From Matthias van de Meent
Subject Re: PATCH: Using BRIN indexes for sorted output
Date
Msg-id CAEze2Wi7S7bMeUpMyBbnGLrFgcWQTDN1edSXYcd8WixeBj9B_w@mail.gmail.com
Whole thread Raw
In response to Re: PATCH: Using BRIN indexes for sorted output  (Tomas Vondra <tomas.vondra@enterprisedb.com>)
Responses Re: PATCH: Using BRIN indexes for sorted output  (Tomas Vondra <tomas.vondra@enterprisedb.com>)
List pgsql-hackers
On Mon, 17 Oct 2022 at 05:43, Tomas Vondra
<tomas.vondra@enterprisedb.com> wrote:
>
> On 10/16/22 22:17, Matthias van de Meent wrote:
> > On Sun, 16 Oct 2022 at 16:34, Tomas Vondra
> > <tomas.vondra@enterprisedb.com> wrote:
> >> Try to formulate the whole algorithm. Maybe I'm missing something.
> >>
> >> The current algorithm is something like this:
> >>
> >> 1. request info about ranges from the BRIN opclass
> >> 2. sort them by maxval and minval
> >
> > Why sort on maxval and minval? That seems wasteful for effectively all
> > sorts, where range sort on minval should suffice: If you find a range
> > that starts at 100 in a list of ranges sorted at minval, you've
> > processed all values <100. You can't make a similar comparison when
> > that range is sorted on maxvals.
>
> Because that allows to identify overlapping ranges quickly.
>
> Imagine you have the ranges sorted by maxval, which allows you to add
> tuples in small increments. But how do you know there's not a range
> (possibly with arbitrarily high maxval), that however overlaps with the
> range we're currently processing?

Why do we need to identify overlapping ranges specifically? If you
sort by minval, it becomes obvious that any subsequent range cannot
contain values < the minval of the next range in the list, allowing
you to emit any values less than the next, unprocessed, minmax range's
minval.

> >> 3. NULLS FIRST: read all ranges that might have NULLs => output
> >> 4. read the next range (by maxval) into tuplesort
> >>    (if no more ranges, go to (9))
> >> 5. load all tuples from "splill" tuplestore, compare to maxval
> >
> > Instead of this, shouldn't an update to tuplesort that allows for
> > restarting the sort be better than this? Moving tuples that we've
> > accepted into BRINsort state but not yet returned around seems like a
> > waste of cycles, and I can't think of a reason why it can't work.
> >
>
> I don't understand what you mean by "update to tuplesort". Can you
> elaborate?

Tuplesort currently only allows the following workflow: you to load
tuples, then call finalize, then extract tuples. There is currently no
way to add tuples once you've started extracting them.

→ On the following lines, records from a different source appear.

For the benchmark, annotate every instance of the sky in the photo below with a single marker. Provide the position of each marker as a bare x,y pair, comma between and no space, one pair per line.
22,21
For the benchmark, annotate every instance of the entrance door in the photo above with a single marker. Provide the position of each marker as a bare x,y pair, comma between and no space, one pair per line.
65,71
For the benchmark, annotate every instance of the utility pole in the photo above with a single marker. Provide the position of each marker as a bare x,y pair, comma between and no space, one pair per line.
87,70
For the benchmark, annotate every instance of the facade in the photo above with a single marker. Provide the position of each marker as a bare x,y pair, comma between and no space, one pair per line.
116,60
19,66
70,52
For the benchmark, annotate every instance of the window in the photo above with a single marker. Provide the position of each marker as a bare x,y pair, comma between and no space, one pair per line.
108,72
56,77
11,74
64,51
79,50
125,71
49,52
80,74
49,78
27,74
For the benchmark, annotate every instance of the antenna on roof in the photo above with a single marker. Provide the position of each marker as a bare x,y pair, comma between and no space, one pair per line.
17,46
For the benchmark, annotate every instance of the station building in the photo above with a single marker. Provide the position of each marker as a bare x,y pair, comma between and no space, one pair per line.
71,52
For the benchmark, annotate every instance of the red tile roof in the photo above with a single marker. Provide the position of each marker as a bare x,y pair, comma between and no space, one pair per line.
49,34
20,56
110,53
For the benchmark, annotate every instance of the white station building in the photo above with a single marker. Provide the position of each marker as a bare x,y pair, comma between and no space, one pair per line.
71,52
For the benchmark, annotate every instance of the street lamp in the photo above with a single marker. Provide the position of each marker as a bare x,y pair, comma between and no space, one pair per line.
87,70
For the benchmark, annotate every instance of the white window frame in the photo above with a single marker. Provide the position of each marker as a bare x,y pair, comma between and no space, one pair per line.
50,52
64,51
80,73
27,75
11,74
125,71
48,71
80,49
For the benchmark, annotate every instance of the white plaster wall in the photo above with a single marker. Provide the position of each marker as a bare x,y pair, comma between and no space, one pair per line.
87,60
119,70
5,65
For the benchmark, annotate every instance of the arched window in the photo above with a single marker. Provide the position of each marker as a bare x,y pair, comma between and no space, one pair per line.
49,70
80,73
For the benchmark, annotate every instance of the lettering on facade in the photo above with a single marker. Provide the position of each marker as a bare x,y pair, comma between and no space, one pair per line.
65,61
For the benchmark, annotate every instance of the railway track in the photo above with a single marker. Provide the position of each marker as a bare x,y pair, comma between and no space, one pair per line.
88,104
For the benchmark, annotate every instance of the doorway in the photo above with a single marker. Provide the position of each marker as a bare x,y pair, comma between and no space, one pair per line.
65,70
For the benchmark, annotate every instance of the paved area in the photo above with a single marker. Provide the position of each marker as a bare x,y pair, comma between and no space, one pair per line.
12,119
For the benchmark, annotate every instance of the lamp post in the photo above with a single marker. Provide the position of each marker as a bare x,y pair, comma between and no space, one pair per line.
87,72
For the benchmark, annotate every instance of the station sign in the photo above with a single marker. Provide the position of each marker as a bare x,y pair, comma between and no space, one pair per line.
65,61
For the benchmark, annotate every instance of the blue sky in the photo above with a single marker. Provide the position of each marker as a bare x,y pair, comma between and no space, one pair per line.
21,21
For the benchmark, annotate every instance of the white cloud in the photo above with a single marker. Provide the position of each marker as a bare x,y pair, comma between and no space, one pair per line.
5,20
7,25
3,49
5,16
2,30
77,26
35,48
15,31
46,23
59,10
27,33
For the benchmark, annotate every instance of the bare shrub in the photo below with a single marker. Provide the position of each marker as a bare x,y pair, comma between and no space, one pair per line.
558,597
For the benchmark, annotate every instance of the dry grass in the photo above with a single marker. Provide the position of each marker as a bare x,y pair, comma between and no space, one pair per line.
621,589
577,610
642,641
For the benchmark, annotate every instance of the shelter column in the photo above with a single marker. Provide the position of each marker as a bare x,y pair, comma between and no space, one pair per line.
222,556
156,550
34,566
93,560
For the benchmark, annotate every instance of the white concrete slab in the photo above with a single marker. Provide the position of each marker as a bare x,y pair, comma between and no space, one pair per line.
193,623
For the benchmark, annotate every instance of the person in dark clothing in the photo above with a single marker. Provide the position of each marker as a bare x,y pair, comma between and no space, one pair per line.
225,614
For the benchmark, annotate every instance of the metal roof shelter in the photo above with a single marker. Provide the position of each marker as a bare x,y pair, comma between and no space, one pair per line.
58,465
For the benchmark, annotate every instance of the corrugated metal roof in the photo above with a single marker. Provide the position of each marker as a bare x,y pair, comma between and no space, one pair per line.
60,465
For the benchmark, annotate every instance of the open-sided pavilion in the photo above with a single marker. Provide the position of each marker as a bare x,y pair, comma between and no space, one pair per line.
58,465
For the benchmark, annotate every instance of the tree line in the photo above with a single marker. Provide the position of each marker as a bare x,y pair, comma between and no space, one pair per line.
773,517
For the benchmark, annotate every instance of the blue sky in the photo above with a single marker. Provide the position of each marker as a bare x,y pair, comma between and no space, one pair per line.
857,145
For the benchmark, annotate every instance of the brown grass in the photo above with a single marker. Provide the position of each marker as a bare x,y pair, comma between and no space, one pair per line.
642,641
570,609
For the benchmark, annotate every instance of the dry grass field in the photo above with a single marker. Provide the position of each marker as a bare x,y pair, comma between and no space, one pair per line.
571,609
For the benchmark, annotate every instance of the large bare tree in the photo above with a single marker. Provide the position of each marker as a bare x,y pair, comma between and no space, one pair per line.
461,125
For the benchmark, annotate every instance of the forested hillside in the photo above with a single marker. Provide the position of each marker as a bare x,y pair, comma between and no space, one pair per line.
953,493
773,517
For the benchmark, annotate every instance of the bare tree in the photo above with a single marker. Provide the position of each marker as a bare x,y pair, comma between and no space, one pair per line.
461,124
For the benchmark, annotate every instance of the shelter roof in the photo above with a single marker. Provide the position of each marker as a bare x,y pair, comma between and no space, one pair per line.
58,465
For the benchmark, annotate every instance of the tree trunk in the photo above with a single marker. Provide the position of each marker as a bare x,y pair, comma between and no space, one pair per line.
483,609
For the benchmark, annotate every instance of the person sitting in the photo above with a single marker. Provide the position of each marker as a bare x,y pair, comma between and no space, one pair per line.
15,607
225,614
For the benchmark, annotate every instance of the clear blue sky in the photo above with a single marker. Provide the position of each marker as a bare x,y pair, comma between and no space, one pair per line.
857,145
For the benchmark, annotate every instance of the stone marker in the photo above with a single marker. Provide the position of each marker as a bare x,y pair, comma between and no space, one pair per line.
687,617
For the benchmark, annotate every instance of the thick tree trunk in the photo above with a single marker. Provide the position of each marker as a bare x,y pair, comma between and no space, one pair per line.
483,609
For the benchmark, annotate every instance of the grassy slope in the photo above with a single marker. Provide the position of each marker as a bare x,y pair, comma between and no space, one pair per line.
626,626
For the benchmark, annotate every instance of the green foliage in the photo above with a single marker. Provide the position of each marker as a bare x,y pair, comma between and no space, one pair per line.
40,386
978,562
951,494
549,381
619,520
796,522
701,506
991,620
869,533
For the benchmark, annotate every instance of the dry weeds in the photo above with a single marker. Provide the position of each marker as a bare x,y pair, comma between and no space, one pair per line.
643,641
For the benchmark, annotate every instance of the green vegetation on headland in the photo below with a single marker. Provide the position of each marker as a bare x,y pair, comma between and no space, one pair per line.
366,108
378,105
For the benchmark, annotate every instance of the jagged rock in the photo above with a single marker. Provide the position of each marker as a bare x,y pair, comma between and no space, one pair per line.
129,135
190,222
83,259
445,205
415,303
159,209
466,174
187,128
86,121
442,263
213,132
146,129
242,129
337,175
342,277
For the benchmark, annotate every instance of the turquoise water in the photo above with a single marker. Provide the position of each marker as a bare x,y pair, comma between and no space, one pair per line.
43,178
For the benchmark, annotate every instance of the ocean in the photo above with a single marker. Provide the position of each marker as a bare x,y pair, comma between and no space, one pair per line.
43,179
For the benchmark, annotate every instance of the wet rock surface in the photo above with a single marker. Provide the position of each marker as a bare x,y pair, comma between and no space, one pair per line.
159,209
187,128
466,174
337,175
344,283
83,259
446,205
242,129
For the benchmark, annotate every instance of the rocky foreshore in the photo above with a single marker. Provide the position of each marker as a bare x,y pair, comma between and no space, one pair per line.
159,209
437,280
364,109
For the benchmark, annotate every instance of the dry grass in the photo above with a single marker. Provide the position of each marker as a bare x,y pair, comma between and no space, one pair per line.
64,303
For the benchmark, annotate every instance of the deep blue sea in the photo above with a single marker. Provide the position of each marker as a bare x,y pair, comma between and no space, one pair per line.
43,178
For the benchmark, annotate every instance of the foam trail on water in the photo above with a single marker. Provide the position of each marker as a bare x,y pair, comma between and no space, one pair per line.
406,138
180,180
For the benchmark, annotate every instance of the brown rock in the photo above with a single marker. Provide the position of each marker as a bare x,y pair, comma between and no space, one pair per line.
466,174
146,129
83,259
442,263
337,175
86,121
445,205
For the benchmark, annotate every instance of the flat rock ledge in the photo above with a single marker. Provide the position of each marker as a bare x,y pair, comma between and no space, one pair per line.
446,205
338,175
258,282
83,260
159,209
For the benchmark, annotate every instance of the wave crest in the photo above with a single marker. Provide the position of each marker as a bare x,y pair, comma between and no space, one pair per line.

For my design to work efficiently or without hacking into the
internals of tuplesort, we'd need a way to restart or 'un-finalize'
the tuplesort so that it returns to the 'load tuples' phase. Because
all data of the previous iteration is already sorted, adding more data
shouldn't be too expensive.

>  The point of spilling them into a tuplestore is to make the sort cheaper
> by not sorting tuples that can't possibly be produced, because the value
> exceeds the current maxval. Consider ranges sorted by maxval
> [...]
>
> Or maybe I just don't understand what you mean.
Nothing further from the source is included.